Trees are a crucial part of the<span> carbon cycle</span>, a global process in which carbon dioxide constantly circulates through the atmosphere into organism and back again. Carbon is the second most valuable element to life, you know, after water. Anyway, trees take carbon from the atmosphere through <span>photosynthesis </span>in order to make energy. This carbon is then either transferred into oxygen and released into the air by <span>respiration </span>or is stored inside the trees until they decompose into the soil. Therefore, the absence of trees would result in significantly HIGHER amounts of carbon dioxide in the air and LOWER amounts of oxygen! The filthy air would also be full of airborne particles andpollutants like carbon monoxide, sulfur dioxide and nitrogen dioxide and its temperature may increase by up to 12 F.
Answer:
a molecule of glucose is an example of potential energy
Explanation:
potential energy and kinetic energy
A) water rushing over Niagara Falls ====kinetic energy
B) light flashes emitted by a firefly ====kinetic energy
C) a molecule of glucose ====potential energy
D) a crawling beetle foraging for food====kinetic energy
<h2>X-Ray diffraction</h2>
Explanation:
- x-ray diffraction and the macroscopic shape of crystals.

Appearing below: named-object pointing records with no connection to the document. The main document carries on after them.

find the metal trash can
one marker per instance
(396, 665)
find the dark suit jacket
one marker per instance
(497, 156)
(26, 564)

- X-ray diffraction is a nondestructive method generally utilized for the portrayal of smaller scale crystalline materials. The strategy has been generally applied for stage distinguishing proof, quantitative investigation and the assurance of structural flaws. Lately, applications have been stretched out to new territories, for example, the assurance of reasonably complex gem structures and the extraction of three-dimensional microstructural properties. This is the outcome of the higher goals of current diffractometers, the coming of high-power X-ray sources and the advancement of line-profile displaying ways to deal with conquer the line cover issue emerging from the one-dimensional information contained in a powder diffraction design.